IBM CEO Arvind Krishna recently reiterated the same saying: “In many emerging technologies, it often requires the government to step in first before others follow. »
“The government should set up a national computing center for artificial intelligence,” Krishna stressed.
India is home to over 60 active genAI startups as of May 2023, having received approximately $475 million in funding between 2021 and 2023. Although the Indian AI ecosystem is thriving, it lags behind other countries like the United States and Israel in terms of fundamental AI models and funding.
What about other countries?
In contrast, governments in other countries have committed substantial funds to securing access to GPUs for research purposes. The UK, Saudi Arabia, UAE and Chinese tech giants have all invested significantly in acquiring GPUs to bolster their AI capabilities. Even the United States offered a 50% discount to researchers working on supercomputing projects.
Lack of access to local GPU could push Indian companies to opt for foreign cloud providers, leading to data localization issues. Sudipta Ghosh, Partner and Head of Data and Analytics at PwC India, highlighted the importance of regulatory frameworks for responsible and ethical AI. Such frameworks would not only build public trust but also ensure transparency and accountability.
The scarcity of GPUs has also made them more expensive in India, leading suppliers to be cautious about shipping them to a country where demand, payment capabilities and ticket sizes are comparatively smaller.

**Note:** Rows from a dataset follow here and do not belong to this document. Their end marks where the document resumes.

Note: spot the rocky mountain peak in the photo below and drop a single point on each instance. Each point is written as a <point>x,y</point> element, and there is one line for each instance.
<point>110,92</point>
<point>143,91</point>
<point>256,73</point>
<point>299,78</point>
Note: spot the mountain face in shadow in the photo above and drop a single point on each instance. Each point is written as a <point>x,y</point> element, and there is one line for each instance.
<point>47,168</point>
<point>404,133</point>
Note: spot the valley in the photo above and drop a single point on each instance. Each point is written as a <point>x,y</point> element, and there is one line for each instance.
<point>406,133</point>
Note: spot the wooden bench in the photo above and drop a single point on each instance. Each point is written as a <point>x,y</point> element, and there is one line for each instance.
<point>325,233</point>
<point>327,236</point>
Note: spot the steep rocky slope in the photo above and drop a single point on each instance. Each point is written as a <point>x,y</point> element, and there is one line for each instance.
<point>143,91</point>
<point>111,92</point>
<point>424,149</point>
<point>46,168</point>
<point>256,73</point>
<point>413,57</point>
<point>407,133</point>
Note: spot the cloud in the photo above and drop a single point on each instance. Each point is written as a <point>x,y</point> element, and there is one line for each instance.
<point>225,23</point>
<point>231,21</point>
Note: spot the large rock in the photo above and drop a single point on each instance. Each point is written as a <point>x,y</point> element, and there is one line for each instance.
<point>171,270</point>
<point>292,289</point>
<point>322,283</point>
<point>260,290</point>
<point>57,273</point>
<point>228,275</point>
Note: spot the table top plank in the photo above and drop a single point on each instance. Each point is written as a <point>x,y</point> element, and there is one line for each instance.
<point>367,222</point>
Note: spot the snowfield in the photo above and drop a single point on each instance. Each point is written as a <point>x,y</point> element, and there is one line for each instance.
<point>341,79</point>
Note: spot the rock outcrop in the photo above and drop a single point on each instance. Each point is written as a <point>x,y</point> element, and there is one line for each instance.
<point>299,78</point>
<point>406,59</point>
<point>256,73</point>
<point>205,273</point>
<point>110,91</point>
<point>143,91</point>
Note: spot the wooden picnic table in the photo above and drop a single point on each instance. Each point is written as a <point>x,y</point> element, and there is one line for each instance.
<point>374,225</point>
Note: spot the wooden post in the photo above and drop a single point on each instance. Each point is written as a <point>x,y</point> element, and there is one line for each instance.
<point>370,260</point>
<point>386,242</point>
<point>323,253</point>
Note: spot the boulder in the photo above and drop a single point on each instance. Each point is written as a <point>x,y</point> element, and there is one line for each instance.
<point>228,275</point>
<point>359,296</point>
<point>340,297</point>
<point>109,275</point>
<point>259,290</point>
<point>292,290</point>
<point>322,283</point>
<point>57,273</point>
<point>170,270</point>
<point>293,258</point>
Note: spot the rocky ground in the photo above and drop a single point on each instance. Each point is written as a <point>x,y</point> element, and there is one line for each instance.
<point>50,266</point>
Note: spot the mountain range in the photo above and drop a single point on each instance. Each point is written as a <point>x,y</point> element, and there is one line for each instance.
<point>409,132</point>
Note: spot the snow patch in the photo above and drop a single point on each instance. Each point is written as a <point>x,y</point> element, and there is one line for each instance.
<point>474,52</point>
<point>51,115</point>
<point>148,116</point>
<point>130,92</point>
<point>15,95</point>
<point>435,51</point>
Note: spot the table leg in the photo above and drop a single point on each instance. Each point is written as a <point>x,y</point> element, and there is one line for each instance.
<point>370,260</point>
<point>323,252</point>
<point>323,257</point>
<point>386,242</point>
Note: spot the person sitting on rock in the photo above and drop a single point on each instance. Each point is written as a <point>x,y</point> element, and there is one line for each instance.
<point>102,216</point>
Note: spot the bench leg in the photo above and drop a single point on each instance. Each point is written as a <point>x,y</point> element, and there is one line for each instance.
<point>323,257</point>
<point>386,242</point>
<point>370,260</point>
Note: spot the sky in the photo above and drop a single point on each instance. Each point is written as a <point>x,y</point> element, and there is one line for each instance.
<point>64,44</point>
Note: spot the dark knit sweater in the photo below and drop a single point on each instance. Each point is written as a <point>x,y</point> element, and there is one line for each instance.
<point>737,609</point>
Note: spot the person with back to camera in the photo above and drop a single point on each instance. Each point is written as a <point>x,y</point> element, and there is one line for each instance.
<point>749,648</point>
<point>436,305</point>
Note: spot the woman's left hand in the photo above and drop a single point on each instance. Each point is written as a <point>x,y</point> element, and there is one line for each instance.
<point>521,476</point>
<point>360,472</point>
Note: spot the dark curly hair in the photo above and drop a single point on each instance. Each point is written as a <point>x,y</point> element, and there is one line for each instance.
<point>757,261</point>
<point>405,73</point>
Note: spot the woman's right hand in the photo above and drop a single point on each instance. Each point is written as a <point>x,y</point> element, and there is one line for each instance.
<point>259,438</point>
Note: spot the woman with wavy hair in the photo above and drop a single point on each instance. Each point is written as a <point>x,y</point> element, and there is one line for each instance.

Meeting this challenge could require domestic GPU manufacturing, potentially supported by government incentives. Prashant Garg, partner at EY, suggests following the model of attracting global automakers to set up shop in India.
Efforts are already underway to provide GPU access to AI startups through collaborations between Nasscom and the Center for Development of Advanced Computing (CDAC). However, experts agree that India needs to invest in basic research and attract top AI scientists to drive innovation.
Meanwhile, collaborations between US GPU maker NVIDIA and Indian giants Reliance Jio and Tata Sons show promise in providing IT infrastructure to emerging companies.
Looking ahead, other semiconductor giants like AMD, Micron, SOLIS-IDC, Foxconn and STMicroelocronics could also snowball with many GPU manufacturers. With loose regulations and favorable trade conditions, India could manufacture GPUs locally.